The email also contained eight pointers, spelling out how she thought he should teach, including discouraging him from sharing personal information such as: the political party he supports, his views on Covid or stories about his friends.
He taught politics, philosophy, modern studies, communications and criminology at Langside college, which merged with two other colleges in 2014 to form Glasgow Clyde College (pictured)
Dr Ross considered Ms Leonard to be pressuring him to engage in ‘excessive direction’ of students and ‘teach to test’ by ‘spoon-feeding’ students – something he found to be ‘unethical’ and ‘amounted to malpractice’.
He also disputed the email’s contents as having ‘accepted’ the complaints of students without proper investigation, describing it as ‘unjust’.
Dr Ross said that students complaints had been ‘assumed to be well founded’ and this was ‘unbearably stressful’, meaning he could ‘tolerate it no longer’.
The panel heard the same day he emailed his resignation, considering himself ‘constructively dismissed’, calling the behaviour of his managers ‘unreasonable ‘ and ‘irrational’ and a breach of his contract.
Dr Ross told the Glasgow tribunal that for ‘a long time’ he had to succumb to pressure from managers and ‘tolerate’ excessive direction to students going on around him, but he was now being asked to ‘participate’ in it.
Giving evidence, he said: ‘There is serious wrong-doing everywhere in further education.
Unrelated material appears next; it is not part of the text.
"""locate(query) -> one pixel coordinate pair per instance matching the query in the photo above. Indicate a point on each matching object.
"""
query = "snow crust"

Everybody knows there’s a spoon-feeding culture regarding exams.’
Employment Judge Mary Kearns said: ‘Dr Ross was highly qualified, had thirty years’ experience in teaching and was a fellow of the Higher Education Authority.
‘We concluded that the language and content of (Ms Leonard’s) email, sent as it was to an experienced and highly qualified professional, was clearly likely to destroy or seriously damage the relationship of trust and confidence.
‘Dr Ross’s resignation was partly in response to it and partly due to his belief that it was part of a larger spoon-feeding culture in Scottish further education and his general frustration with the system.
‘Thus, although Ms Leonard’s email and attachment were not the sole cause of Dr Ross’s resignation, they were an effective cause. It follows that he was constructively dismissed.
‘The college failed to follow their own capability and/or disciplinary policies.
‘They failed to give him advance notice of the matters of concern. They inappropriately treated student feedback and informal complaints as indicative of Dr Ross’ performance.’